Urbanization around the world has spawned transportation systems ranging from bicycles to horse-drawn carriages, buses, cars, trains. The ultimate in trains being the “Bullet” trains which first appeared in Japan in 1964. As a general rule, a journey should not last more than 2 or 3 hours beyond which maintain it daily, 5 days per week, for months in a row, would be somewhat inconvenient. Urban sprawl has been somewhat limited by this need to travel where generally the world’s rail commuter systems, such as the Delhi Metro, London Underground or New York’s transit system operating at an average speed of 100 km/h, would cover 200 km in 2 hours. However, the Japanese found a way to overcome this limit by introducing trains with an average speed of 250 km/h, the bullet-shaped nose of the lead bogie earning it the name “Bullet” train. It connected Osaka 500 km to Tokyo, allowing a daily trip in just 2 hours. Born from the ashes of World War II, the Shinkansen was a bold reaffirmation of Japanese national pride and involved concerted efforts by government, business and the scientific community to prioritize train travel. These state-of-the-art trains run on dedicated tracks usually laid on concrete to minimize maintenance, and have few level crossings, allowing them to maintain an accident-free record for nearly 60 years. Tokaido Shinkansen, covering 515 km between Tokyo and Shin-Osaka, was the first service, serving a number of major cities Shin-Yokohama, Shizuoka, Nagoya and Kyoto along the way.

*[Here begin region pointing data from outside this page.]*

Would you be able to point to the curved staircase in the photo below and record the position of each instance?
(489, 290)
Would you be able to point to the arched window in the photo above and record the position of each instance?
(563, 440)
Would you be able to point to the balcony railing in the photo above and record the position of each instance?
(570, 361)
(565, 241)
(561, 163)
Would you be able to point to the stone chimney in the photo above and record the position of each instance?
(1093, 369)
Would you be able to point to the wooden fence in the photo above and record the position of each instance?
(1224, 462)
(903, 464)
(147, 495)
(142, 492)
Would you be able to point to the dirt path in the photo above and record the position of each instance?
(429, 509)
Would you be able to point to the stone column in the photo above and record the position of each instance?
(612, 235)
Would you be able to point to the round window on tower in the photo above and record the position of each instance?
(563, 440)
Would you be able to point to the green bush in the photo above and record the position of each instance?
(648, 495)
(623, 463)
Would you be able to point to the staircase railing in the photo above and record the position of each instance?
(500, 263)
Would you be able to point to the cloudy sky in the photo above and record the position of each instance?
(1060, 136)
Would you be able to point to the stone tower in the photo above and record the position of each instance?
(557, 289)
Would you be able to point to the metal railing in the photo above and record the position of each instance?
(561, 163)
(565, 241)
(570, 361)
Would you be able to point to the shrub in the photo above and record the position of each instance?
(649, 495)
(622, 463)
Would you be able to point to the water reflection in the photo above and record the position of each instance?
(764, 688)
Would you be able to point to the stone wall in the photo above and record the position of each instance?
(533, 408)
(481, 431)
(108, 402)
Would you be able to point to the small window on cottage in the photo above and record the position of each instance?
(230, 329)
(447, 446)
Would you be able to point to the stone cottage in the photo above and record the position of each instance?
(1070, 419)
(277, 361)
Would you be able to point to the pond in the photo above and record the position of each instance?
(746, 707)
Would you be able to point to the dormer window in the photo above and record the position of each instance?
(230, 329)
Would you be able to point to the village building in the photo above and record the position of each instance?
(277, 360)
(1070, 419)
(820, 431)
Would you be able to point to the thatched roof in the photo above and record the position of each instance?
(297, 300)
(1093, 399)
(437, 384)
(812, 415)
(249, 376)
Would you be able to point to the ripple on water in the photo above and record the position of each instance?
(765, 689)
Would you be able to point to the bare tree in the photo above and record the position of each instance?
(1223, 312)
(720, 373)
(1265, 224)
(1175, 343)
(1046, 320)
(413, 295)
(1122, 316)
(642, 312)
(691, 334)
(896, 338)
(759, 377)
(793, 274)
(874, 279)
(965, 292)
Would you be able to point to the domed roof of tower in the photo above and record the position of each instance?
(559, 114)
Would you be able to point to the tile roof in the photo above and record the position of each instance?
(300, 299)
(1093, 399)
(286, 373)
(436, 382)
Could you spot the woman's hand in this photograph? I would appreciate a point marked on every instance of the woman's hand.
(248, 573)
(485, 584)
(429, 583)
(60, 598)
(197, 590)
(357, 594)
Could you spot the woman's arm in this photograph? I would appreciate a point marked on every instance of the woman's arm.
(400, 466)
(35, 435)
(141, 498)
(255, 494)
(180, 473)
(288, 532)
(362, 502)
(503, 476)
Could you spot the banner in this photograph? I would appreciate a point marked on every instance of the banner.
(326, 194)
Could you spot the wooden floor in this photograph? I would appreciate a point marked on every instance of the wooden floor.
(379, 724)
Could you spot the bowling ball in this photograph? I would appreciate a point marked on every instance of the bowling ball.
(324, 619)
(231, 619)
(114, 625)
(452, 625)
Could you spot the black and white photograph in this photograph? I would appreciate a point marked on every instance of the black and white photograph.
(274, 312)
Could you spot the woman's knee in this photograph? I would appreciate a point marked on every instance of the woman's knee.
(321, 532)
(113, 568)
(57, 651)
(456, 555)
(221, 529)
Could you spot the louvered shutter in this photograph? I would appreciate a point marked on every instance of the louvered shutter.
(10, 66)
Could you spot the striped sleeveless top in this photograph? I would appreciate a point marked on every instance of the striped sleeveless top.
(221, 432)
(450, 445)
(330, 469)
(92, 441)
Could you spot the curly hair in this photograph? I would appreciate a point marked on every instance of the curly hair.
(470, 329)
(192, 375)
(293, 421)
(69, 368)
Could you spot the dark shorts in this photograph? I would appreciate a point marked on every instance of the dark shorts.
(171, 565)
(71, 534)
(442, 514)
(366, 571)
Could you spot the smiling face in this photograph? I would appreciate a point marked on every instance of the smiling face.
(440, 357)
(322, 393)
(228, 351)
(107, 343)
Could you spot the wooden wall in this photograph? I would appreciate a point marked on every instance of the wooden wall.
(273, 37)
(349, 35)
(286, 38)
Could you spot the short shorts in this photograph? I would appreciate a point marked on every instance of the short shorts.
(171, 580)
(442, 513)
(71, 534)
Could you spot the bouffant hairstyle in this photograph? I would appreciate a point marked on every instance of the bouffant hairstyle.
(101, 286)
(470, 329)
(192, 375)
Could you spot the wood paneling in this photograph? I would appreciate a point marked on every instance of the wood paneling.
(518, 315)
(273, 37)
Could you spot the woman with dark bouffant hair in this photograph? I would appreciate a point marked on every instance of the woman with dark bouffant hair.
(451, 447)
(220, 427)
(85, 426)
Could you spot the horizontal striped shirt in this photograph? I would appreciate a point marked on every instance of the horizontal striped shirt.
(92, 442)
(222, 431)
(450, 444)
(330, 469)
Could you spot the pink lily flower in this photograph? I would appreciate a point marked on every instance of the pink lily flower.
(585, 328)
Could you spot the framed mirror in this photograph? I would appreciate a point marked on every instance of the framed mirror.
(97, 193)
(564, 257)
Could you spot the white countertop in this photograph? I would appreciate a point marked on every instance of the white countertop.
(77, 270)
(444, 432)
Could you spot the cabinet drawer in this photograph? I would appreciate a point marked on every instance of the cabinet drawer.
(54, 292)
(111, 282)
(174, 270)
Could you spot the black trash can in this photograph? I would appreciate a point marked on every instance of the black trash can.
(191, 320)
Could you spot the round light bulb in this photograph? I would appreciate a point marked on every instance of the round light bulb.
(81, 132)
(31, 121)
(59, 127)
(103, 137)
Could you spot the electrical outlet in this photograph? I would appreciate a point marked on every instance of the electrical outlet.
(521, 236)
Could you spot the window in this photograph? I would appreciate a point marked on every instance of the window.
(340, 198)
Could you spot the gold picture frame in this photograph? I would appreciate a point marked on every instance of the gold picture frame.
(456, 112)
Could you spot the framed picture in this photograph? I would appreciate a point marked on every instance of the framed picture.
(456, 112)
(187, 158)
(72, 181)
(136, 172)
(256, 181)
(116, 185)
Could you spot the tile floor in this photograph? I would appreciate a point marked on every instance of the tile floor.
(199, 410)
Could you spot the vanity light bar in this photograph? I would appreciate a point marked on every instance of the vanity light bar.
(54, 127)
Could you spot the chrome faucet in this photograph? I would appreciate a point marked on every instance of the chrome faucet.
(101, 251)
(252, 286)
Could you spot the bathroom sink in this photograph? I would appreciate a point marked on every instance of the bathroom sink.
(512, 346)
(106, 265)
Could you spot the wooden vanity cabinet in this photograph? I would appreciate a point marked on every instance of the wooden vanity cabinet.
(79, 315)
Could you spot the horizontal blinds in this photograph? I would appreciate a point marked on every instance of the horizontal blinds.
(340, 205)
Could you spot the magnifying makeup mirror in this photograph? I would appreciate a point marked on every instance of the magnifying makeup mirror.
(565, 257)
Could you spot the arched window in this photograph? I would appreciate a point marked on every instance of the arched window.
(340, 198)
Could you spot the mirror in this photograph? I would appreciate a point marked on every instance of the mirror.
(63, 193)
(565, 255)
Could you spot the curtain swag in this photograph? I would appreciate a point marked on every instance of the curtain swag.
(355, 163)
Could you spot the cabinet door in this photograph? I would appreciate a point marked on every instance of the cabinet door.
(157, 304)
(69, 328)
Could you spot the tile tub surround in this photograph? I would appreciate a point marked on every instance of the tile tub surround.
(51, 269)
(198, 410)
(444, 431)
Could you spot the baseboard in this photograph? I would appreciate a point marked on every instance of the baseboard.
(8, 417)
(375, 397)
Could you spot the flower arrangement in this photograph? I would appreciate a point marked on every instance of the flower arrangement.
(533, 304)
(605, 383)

Laid out with tracks having a curve radius of no less than 4 km, the speed could now be increased to 260 km. Serving the major cities of Shin-Osaka, Shin-Kobe, Okayama, Hiroshima, Kokura, and Hakata, the line was a precursor to a national Shinkansen network. Now most trains reach a maximum speed of 300 km/h. A new station complex at Shinagawa, just south of Tokyo Station, was opened in October 2003, allowing some trains to start and end there, increasing the number of trains on the Tokaido line from 11 to 15 per hour, or one every four minutes. A total of nine lines, ranging from the smaller Hakata-Minami with only 8.5 km operated by JR West, and the longest Tokyo-Hachinohe of 593 km, totaling 2,556 km are now in operation. Since Japan is a relatively small country, short high-speed trips have managed to make the country a quasi-suburb of Tokyo. And to keep commuters happy, the trains run, like Mumbai’s commuter trains, on some sections at three-and-a-half-minute intervals during peak hours. Back home, we must still dream that our own “Bullet” trains will soon be part of the Indian landscape between Ahmedabad and Mumbai, completing the 492 km journey in just two hours compared to the seven now taken by the super-fast Shatabdi Express. . In the process, it would also put fast-growing Tier 2 cities such as Surat, Valsad, Bharuch and Vadodara, on a rapid transit map linking India’s financial capital, Mumbai. With trains traveling at an average speed of 250 km/h, making a city center to city center journey in just under two hours would also save the traveler the hassle of a long journey to and from the airport, security checks and the uncertainty created by foggy weather. days. Trains can be delayed, but you don’t have to sit still in the passenger lounge waiting for the boarding announcement. Last but not least, they will always get to your intended destination, and in one piece.

(The author is a former member of the Board of Railways. Opinions expressed are personal.)